The cardinal backed a version of the bill that did not include the window lifting the statute of limitations.

The bill also faces opposition from Orthodox Jewish community leaders, the Boy Scouts of America, and insurance companies, who fear financial hardship from the lawsuits.

As of December 2017, nearly 200 sex abuse victims of clergy in the New York archdiocese had received more than $40 million in compensation through its Independent Reconciliation and Compensation Program.

In other states that have created temporary windows allowing past sex abuse cases, dioceses and other organizations have faced hundreds of millions of dollars in legal decisions or settlements, with some cases involving decades-old incidents.

Some Republican legislators in New York have proposed an alternative bill to compensate victims with public money instead of from perpetrators or institutions where the crimes may have happened. The money would come from a $300 million asset forfeiture fund under the control of the Manhattan district attorney’s office. The compensation would be available only to those who have not been previously compensated for abuse or who qualify for traditional legal recourse, the Albany Times-Union reports.

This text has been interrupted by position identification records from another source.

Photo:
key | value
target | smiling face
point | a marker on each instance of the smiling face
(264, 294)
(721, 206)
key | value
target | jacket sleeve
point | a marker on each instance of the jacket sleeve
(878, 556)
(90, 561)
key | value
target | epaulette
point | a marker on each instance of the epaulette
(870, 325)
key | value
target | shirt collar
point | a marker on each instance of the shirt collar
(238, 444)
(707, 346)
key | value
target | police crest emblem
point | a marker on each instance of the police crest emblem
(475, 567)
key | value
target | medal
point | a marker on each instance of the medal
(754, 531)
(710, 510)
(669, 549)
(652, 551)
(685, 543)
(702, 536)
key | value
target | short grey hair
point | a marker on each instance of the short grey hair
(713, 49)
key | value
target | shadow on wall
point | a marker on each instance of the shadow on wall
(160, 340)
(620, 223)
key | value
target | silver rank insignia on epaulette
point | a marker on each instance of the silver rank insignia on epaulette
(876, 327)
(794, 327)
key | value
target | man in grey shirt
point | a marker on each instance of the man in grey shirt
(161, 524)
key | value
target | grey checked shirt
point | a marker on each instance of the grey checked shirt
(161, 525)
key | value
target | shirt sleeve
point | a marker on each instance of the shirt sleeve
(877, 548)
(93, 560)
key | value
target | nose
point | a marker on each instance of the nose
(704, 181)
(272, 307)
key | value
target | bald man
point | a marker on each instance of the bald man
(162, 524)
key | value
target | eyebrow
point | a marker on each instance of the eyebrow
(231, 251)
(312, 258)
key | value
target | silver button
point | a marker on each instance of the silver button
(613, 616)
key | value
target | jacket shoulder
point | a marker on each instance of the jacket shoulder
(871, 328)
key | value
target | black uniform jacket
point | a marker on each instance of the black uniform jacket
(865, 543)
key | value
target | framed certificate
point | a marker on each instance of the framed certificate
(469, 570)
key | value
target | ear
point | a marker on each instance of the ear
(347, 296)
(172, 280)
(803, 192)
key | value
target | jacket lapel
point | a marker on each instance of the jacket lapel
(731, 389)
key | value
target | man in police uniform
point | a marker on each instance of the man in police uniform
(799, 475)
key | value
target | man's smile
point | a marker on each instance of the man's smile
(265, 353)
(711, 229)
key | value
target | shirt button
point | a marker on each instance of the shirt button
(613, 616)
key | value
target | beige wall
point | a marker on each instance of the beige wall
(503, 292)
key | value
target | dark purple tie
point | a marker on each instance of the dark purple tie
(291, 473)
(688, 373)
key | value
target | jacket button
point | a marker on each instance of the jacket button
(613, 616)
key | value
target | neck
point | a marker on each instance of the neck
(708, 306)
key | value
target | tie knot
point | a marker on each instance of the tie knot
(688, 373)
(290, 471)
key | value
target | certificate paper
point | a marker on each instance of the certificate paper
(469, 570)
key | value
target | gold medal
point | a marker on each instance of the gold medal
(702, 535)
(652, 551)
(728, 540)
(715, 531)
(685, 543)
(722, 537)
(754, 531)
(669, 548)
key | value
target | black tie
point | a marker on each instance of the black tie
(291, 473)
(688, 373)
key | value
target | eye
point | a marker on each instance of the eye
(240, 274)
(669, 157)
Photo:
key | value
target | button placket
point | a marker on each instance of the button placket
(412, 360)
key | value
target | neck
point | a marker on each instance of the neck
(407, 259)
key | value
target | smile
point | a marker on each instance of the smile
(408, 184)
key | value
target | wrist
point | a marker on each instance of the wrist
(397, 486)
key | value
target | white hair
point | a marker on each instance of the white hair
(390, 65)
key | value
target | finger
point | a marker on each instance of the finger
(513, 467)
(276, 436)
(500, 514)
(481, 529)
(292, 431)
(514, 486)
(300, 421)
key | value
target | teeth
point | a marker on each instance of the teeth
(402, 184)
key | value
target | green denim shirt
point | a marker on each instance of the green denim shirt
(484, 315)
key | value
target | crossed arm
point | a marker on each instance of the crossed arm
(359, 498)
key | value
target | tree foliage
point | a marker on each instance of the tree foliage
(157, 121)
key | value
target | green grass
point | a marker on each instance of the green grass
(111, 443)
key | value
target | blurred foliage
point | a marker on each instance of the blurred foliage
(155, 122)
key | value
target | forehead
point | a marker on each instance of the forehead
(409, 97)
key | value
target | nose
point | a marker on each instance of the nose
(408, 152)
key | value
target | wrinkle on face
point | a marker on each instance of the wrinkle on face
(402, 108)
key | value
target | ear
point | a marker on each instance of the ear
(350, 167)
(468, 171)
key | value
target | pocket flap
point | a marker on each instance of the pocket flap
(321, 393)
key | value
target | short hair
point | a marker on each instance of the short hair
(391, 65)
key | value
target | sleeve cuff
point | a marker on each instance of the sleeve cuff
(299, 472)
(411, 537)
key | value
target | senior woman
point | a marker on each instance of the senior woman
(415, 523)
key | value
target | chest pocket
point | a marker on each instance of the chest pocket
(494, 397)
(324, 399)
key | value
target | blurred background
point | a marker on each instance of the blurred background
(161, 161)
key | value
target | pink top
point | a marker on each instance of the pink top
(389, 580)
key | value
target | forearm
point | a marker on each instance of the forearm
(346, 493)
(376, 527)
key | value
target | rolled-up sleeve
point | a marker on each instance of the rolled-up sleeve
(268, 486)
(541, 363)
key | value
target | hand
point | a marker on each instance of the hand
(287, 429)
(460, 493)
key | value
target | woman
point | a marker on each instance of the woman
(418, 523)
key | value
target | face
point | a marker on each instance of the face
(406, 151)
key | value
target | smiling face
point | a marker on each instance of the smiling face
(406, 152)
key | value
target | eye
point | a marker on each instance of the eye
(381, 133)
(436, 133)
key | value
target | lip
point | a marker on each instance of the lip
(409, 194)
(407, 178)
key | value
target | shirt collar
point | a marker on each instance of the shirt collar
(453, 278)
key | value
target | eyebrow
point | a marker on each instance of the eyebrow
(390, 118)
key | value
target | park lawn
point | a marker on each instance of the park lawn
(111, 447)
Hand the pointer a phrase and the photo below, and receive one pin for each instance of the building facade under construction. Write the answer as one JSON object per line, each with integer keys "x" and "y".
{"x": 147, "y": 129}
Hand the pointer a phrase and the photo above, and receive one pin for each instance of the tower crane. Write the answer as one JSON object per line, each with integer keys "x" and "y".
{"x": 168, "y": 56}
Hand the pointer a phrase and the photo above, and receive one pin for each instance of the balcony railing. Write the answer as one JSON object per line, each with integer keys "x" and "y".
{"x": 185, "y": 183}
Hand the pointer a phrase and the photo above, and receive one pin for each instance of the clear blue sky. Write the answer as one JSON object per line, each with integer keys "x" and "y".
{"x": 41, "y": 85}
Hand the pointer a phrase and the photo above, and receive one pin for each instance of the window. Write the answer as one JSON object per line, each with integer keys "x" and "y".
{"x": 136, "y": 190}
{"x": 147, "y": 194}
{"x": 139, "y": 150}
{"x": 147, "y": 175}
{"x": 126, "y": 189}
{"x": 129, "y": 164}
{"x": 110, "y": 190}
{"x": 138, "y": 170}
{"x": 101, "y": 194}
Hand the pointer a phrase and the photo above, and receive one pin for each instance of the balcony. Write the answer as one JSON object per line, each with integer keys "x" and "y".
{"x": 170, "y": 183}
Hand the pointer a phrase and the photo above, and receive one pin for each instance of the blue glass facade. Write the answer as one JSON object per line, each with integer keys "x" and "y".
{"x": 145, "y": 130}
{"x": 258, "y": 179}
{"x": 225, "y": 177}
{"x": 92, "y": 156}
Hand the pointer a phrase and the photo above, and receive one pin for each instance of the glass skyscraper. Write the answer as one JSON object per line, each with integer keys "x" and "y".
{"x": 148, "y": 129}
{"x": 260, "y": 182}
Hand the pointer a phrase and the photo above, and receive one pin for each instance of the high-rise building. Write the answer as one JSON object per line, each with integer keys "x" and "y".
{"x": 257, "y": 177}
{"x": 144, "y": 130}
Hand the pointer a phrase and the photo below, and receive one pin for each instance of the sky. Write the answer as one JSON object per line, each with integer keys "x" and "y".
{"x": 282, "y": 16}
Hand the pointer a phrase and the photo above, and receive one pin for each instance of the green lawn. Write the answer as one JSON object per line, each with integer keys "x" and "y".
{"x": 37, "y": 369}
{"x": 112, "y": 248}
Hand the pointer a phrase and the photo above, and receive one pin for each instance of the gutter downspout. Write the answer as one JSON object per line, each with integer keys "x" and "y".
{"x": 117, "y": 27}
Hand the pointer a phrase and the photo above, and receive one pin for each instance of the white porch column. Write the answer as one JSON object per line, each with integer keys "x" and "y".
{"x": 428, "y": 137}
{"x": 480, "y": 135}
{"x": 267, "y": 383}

Cuomo, who supports the Child Victims Act, was critical of the proposal, saying the fund would likely not have enough funds to compensate victims justly.

Similar legislation is the subject of public debate in Wisconsin, where gubernatorial candidate Matt Flynn has come under criticism from his Democratic primary competitors. Flynn represented the Archdiocese of Milwaukee against victims of sex abuse by its clergy during his work as an attorney, the Wisconsin newspaper the Capital Times reports.